Haehn studied chemistry, physics, mineralogy and physiology in Leipzig, Basel, Heidelberg and Munich. In 1904 he completed his dissertation in Heidelberg. He then worked at the chemical-pharmaceutical laboratory of the University of Königsberg until 1908, then until 1910 at the Agricultural University in Berlin and at the University of Breslau as a research assistant to Eduard Buchner . From 1910 to 1914 he worked on the development of biochemical processes; During the First World War he was partly in military service, partly at the Chemical Institute of the University of Veterinary Medicine Berlin , where he and Georg Schröter developed a technical process for the production of petroleum substitute ( tetralin ).

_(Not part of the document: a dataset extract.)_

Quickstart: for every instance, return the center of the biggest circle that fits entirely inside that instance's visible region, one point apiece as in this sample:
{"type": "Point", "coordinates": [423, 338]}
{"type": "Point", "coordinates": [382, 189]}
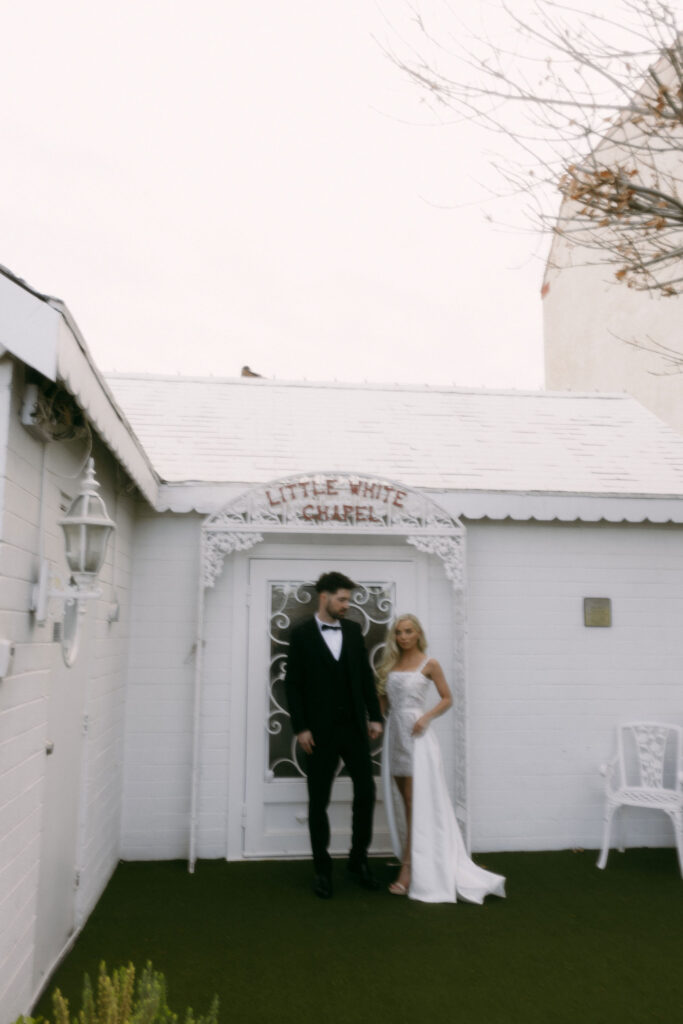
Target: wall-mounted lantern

In 1918 Haehn was brought by Max Delbrück to the Institute for Fermentation Trade (IfGB), where he was entrusted with the management of the department for the investigation of biochemical processes. In more than 30 years of scientific work he contributed significantly to the elucidation of the discoloration of chopped potatoes, questions of citric acid and lactic acid fermentation , yeast utilization, the silage of agricultural products and the formation of diastases in molds. A theory about microbial fat synthesis from sugar is considered a special scientific achievement by Haehn. The realization that ethyl alcohol, when used correctly, is a means of fuel refinement, goes back essentially to the work of Haehn together with Friedrich Hayduck .

Works (selection)

  • Fermentation biochemistry with a special focus on yeast. For students of the natural sciences and the fermentation industry, technicians, fermentation biologists and chemists. with 44 illustrations, 4 curve tables and 2 absorption spectra, de Gruyter, Berlin 1952.